3) Quietly work out if your child needs any new items for school. If your child is the anxious-type, attempt to purchase the items discreetly rather than embarking on a full-scale expedition to purchase grey socks. If your child does need to try on school uniforms, shoes or have a hair cut, don’t build the entire day around that event. Take them to the shops for an ice cream and then ‘pop in’ to the shoe store in an apparent spontaneous act rather than giving your child three hours to stress about the experience. My son DETESTS the experience of going to a hairdresser. If you warn him that it is ‘hair-cut’ day, the day is doomed from the start. However, if we just ‘happen’ to walk past a barber who just happens to have a free moment to do a quick trim, the event is over in an instant. I should add that a trip to Bakers Delight or McDonalds immediately after the hair cut significantly aids his recovery process. But you get my point don’t you? We might think buying a school bag is no big deal – but to an anxious child, the thought of going out to the shops to purchase a school item is yet another reminder that school is approaching.

4) Let you child’s teacher know how your child is feeling. This is something that you can only do a day or two before the school year recommences. It is very possible that you won’t have the email address of your child’s new teacher, but an email via the admin me office or to last years teacher will find it’s way to the right person. Here is how I would write the email:

Dear Mr Smith, (fictious teacher name)
We hope you had a relaxing and refreshing Christmas and are ready for a productive year!
We just wanted to keep you in the loop with how Johnny (a fictious child) is feeling as he prepares to return to school. Johnny has had a lovely summer holiday with the family, however he appears to be feeling quite anxious about returning to school. We have been speaking positively about school when the topic comes up, but he has been complaining about stomach aches and headaches a fair bit the past few days, which I think is related to his anxiety. His anxiety seems to be linked to friendships and not being about to keep up with the increasing complexity of his schoolwork.

Would you mind just keeping an eye on Johnny as school returns? Would it be possible for you to just make sure he has a friend to go out to morning tea with? Would you mind just checking in with him every now and then to make sure he knows what he is meant to be doing?

Thank you so much for teaching our son this year, we know he has incredible potential, we just want to get his anxiety under control. Please let us know if there is anyway we can encourage Johnny at home.

Thanks so much

Bob and Betty Brown. (fictious parents)

Now a lot of you would think that this kind of email is incredibly bold. However, as a teacher, I really appreciated this kind of email. It gave me insight into how I could best support a child from the moment they walked through my classroom door.

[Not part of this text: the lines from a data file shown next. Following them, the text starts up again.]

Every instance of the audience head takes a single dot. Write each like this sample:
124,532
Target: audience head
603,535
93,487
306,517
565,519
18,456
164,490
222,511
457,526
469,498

It also signals to the teacher that you as a parent want to communicate with them. Now that you have established contact, it will be much easier for the teacher to hit ‘reply’ in the coming days and let you know if there are any concerns that you should know about.

5) Seek help. My final piece of advice is to seek help if your child’s anxiety is spiralling out of control. If their anxiety or their related behaviour is making it almost impossible for them to relax and enjoy their holidays – go and see you GP. They can recommend a course of action that will assist your child in managing their anxiety. There are summer holiday activities, support groups, counsellors and even medication that can help your child face school with a little less fear.

Anxiety related to returning to school is very real and is impacting more and more children every year. Let’s try and make things as easy for our kids as possible.